Dr. Dacquin Kasumba is an ARISE fellow and a Lead Immunologist at the Institut National de Recherche Biomedical (INRB) in D.R.Congo. He obtained his Ph.D. in Molecular and Cellular Immunology from Kyoto University (Japan) in 2017. His doctoral work focused on clarifying and exploiting immune responses against respiratory viruses such as Influenza H5N1.

Dr Kasumba's long-term objectives are to establish, in DRC, a highly specialized and equipped molecular and cellular immunology niche that will allow profound investigations of zoonosis or pathogens with zoonotic potentials to better understand, treat and prevent infectious diseases through adapted diagnostics tools, therapies and vaccines. Doing this also includes training young African scientists. As a result, it is expected that such an endeavour will help shape national and continental policies on infectious diseases and health.

Project: Investigating factors associated with Ebola virus disease outcome in patients receiving monoclonal antibody therapies

Since 1976, Ebola virus diseases (EVD) have sporadically emerged in Africa. Over four decades, there have been more than twenty-five outbreaks with the majority being in central Africa, particularly in D.R.Congo. Recent years have seen an increased frequency of emergence of this disease of zoonotic origin. EVD is highly contagious and deadly, hence its heavy toll on local communities and economies.
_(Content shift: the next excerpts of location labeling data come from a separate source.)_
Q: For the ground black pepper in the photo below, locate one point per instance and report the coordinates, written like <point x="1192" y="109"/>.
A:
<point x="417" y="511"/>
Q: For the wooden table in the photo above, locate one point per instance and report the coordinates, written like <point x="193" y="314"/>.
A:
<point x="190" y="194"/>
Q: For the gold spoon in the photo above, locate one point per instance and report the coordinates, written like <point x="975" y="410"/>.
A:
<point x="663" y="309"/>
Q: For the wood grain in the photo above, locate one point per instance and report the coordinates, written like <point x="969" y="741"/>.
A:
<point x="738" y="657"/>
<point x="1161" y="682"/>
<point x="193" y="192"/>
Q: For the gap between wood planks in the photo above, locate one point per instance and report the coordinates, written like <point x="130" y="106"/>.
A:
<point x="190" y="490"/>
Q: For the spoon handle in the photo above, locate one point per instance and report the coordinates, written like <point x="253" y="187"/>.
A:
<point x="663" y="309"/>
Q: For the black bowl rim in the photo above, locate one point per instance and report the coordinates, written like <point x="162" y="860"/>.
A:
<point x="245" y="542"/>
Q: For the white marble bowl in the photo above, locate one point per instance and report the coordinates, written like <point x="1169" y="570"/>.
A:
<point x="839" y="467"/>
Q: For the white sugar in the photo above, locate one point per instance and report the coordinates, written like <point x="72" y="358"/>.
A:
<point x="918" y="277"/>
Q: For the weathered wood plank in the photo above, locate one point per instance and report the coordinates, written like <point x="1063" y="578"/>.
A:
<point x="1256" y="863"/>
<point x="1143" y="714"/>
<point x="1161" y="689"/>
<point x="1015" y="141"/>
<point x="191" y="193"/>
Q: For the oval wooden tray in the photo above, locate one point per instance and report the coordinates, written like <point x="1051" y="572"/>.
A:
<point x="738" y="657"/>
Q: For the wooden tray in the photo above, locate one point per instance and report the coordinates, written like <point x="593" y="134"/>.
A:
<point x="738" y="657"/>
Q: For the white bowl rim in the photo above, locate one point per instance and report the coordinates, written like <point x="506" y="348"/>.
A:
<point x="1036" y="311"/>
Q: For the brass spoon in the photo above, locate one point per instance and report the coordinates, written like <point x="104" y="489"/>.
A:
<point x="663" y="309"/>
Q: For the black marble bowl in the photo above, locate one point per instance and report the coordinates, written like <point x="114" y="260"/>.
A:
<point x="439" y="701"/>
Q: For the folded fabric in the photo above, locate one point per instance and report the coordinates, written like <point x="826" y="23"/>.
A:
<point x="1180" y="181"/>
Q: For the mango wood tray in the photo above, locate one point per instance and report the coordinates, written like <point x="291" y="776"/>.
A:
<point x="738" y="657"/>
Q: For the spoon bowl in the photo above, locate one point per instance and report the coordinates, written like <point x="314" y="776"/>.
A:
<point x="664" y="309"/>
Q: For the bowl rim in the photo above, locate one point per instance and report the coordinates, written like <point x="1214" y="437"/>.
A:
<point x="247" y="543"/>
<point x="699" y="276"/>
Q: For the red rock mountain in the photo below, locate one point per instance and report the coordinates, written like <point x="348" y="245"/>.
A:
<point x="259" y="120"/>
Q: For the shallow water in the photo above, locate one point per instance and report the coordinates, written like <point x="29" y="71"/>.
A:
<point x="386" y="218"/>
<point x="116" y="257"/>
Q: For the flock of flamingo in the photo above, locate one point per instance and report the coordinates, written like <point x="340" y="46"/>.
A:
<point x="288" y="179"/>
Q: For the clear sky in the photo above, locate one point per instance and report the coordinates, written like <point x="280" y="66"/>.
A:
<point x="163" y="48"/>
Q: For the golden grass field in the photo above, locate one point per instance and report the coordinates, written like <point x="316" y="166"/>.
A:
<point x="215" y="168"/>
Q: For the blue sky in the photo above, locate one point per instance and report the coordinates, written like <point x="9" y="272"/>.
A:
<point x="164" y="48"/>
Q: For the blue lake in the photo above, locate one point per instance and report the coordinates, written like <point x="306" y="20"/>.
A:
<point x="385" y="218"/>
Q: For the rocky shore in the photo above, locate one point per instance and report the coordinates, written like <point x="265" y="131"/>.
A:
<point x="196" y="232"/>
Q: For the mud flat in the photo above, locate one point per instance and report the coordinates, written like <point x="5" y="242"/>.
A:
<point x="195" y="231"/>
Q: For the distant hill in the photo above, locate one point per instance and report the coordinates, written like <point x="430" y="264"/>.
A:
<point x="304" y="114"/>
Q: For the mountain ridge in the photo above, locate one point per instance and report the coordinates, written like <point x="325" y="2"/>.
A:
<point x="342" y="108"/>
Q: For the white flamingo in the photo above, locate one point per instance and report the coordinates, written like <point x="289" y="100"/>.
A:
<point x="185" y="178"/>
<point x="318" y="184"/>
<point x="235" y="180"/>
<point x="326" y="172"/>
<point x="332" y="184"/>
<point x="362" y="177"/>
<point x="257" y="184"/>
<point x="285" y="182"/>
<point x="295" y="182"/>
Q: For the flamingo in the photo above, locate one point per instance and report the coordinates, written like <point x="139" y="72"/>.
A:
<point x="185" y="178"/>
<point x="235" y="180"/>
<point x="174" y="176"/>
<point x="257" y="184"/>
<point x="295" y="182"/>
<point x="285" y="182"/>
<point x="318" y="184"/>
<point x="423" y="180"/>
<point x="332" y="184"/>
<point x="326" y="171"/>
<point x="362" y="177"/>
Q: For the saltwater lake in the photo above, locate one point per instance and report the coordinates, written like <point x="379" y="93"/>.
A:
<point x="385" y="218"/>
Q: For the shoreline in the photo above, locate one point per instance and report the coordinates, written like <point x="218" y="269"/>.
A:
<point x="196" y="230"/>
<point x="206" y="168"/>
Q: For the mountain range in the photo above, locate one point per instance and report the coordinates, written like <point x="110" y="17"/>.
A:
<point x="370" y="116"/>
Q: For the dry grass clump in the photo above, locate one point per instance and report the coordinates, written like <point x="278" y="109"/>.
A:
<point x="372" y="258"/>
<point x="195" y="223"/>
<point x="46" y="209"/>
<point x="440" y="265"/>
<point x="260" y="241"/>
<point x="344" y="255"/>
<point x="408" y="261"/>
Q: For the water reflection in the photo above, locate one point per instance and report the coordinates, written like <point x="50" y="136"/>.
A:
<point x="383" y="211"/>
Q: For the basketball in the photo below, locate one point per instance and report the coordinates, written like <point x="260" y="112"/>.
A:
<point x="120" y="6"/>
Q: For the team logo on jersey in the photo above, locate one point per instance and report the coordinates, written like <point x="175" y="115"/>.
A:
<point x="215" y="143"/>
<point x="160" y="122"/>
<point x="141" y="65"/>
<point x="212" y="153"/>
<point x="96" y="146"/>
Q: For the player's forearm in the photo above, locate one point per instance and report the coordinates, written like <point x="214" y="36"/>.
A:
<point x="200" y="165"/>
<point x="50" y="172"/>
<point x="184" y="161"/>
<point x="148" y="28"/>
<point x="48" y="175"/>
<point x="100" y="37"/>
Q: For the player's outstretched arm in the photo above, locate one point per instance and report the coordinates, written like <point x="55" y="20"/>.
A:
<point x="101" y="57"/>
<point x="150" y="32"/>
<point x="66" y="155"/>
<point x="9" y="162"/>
With its high death rate, EVD was considered a fatality until recent discoveries of neutralizing monoclonal antibody therapies. These EBOV-specific therapies have a strong capacity to neutralize the virus and cure the disease in a significant number of diseased patients or subjects, but not all.

We hypothesized that virus intrinsic factors can “reshuffle” the immune response of infected hosts, thereby remodelling immune protection in some patients, and leading to treatment failure in some patients. We will evaluate viral/host (patient) factors determining the outcome of the disease (succumbed/survived). As a result, this project will drive the improvement of recently proposed and approved EVD treatments (monoclonal antibodies) to allow the saving of more, if not all patients. This project will also improve our understanding of EVD thereby enhancing our ability to elucidate the zoonotic causes of this microbe.